How would the employment distribution by industry (primary, secondary, tertiary, quaternary) be different in 1920 from those in 2015 and what are the reasons for this change?
If this question is asking about the United States or any other developed nation, the answer is that the employment distribution in 1920 would have been much more heavily concentrated in the primary and secondary sectors of the economy than it is today. Today, workers in the most developed countries of the world are generally involved in the tertiary or quaternary sectors. There are those who work in the primary and secondary sectors, but they are much fewer than they were in 1920.
In the past, the world was much less technologically advanced than it is today. This meant that much more human labor was required to extract raw materials from nature and to turn those raw materials into goods that people could consume. Therefore, there were many more people working in the primary and secondary sectors in 1920. As you can see in this article, somewhere between 25 and 30 percent of American workers in the 1920s worked in the agricultural sector. Since there are other industries (mining for example) that are part of the primary sector, we know that at least one-third of all Americans worked in the primary sector in 1920. Similarly, manufacturing was much less technologically advanced than it is today. There was much less automation in factories and factories therefore needed many more workers than they do today. This would have meant that more people would be employed in the secondary sector in 1920 than today.

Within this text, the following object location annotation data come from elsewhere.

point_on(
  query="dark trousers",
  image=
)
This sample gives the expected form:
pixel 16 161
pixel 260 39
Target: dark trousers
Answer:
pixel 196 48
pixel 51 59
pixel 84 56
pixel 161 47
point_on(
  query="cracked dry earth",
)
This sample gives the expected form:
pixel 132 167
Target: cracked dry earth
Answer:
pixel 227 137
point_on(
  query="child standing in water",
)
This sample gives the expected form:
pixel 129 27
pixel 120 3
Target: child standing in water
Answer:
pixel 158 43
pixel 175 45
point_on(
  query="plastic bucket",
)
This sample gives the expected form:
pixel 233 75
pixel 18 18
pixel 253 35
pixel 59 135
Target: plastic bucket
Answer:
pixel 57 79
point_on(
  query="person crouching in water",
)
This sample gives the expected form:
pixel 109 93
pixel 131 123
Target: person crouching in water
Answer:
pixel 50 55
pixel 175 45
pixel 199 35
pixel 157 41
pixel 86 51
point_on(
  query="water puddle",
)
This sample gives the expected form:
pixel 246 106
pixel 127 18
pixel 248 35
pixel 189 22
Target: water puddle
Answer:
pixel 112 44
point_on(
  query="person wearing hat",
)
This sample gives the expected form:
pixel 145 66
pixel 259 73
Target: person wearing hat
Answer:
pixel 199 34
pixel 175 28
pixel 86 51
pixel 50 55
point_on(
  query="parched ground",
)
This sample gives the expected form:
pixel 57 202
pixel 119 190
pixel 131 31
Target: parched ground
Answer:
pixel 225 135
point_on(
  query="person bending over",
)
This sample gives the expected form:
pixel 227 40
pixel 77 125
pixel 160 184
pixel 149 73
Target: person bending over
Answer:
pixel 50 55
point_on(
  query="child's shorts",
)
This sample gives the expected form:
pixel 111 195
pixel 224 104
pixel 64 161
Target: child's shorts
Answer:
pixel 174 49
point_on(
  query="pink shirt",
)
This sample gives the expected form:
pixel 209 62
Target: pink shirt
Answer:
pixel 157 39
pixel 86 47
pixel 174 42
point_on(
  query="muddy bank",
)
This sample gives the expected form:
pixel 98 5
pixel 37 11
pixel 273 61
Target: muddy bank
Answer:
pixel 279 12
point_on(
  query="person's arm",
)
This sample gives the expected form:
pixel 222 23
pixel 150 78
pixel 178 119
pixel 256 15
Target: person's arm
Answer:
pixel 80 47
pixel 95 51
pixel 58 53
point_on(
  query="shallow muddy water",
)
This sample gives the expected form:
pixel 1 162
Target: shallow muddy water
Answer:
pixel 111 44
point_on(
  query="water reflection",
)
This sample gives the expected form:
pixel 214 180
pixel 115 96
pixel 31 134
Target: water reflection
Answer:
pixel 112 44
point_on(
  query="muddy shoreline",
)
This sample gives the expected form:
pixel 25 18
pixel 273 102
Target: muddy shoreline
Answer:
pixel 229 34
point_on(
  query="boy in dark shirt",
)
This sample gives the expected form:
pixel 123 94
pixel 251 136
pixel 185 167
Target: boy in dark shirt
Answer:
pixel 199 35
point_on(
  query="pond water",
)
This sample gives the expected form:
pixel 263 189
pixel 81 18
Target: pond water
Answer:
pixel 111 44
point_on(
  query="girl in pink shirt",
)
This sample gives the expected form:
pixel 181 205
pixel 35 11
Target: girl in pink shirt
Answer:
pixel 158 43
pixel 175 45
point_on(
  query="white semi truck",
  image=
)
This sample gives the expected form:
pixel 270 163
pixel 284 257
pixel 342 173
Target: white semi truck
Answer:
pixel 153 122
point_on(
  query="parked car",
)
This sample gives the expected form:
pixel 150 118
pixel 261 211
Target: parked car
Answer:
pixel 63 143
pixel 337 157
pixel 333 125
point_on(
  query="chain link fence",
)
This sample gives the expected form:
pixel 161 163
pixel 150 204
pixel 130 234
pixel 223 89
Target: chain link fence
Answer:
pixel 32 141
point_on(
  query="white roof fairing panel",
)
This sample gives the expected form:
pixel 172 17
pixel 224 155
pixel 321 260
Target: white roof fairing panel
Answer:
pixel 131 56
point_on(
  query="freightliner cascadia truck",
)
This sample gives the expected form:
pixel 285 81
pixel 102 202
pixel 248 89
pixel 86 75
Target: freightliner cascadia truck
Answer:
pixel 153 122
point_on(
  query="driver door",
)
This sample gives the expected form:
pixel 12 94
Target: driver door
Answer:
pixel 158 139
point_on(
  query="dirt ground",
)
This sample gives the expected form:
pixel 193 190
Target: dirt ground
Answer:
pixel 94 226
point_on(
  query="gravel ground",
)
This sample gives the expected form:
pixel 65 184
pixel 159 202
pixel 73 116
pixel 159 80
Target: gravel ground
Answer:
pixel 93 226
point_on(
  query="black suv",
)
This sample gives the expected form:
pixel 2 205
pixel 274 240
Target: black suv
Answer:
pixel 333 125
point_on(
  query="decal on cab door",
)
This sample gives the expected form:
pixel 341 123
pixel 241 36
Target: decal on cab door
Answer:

By contrast, the tertiary and quaternary sectors employ a higher percentage of workers today than they did in the past. This is partly due to the growth of technology and partly to the increased educational levels of workers in rich countries. It is also partly due to increased globalization. Today, technology has made it so that fewer people are needed to work in the primary and secondary sectors in rich countries. Many of these jobs have been taken by machines. In addition, many such jobs have gone overseas to places where labor is cheaper. At the same time, workers in rich countries like the US are much more educated today than they were in 1920. This means that they are more able to work in more advanced jobs such as those found in the quaternary sector. As you can see from the link below, about 80% of all American workers today work in services, which make up the tertiary and quaternary sectors.
In rich countries, technological change has destroyed jobs in the primary and secondary sectors and has freed up workers to become more educated and to get jobs in the tertiary and quaternary sectors. Therefore, the employment distribution today is more heavily weighted toward the two latter sectors than it was in 1920.